Rich client suing her maid over this-Ouch!

True Pro

Well-Known Member
Jan 21, 2014
Real Name
Gilles LeBlanc
Business Location
United States
I have a Moving Services Company and I also do estimates for corporate relocations. (moves) . One of the things my clients ask for is a list of high value items. Such as art and the like.
It's not uncommon to have $5K rugs in the foyer and $20k rugs in the living room and dining room.
It amazes me the money people spend on rugs,


Premium VIP
Sep 30, 2009
Real Name
bob middleton
Business Location
United States
Rob. People like that hold everybody accountable for everything doesn't matter if your rich or poor. One of our customers is a billionaire. He had a maid service company cleaning his house and one of the girls accidentally poked a hole in the recoil foam of one of his $10,000 speakers. Now I understand that was an accident and yes that company should pay for it but he demanded they do or he would sue.

Make her sign a waver or bounce. You have plenty of clientele and don't need the stress. She should at least get the girl to pay for the damages, not sue her.

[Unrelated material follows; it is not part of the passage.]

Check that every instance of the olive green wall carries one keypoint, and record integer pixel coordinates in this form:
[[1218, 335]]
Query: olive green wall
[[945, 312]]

They are only looking out for number one. That's why my customer is all alone by him self with all his toys and no one to share them with.
I agree. Did work for a lady that was known for suing contractors. Bunch of guys told me to run. I made plenty of money then barely got away from her. She threatened me over $25 to run my name down all over town. I told her to shove that bill up her ass. She never paid it. I feel lucky. My work was close to perfect was the only thing that saved me from her speed dialing her lawyer.


Premium VIP
Oct 24, 2013
Real Name
Stephen Beckwith
Facts are what count here I would think. The only fact is the rug has been damaged.
Do you know exactly how it got damaged, no you don't.
Insurance is unlikely to be an avenue for her because she probably has a deductible of maybe $500 (possibly a grand) so the $800 or less balance might not be worth the possible increase in premiums. But certainly find out, might be easier to deal with than dealing with her.
Giving her a letter confirming how the damage was caused would be a non starter for me, because you just dont know how it happened.
If you know you can get it back to the way it was or needs to be, then your usual contract procedure ought to be good enough, so get on with it and make money and a client going forward.

Buddy Mc

New Member
Sep 15, 2014
Real Name
Buddy McClelland
Is it really a silk rug or is it a faux silk rug? Many clients of mine say they have a silk rug and in reality were sold something else. A simple burn test on a fiber or two will tell you.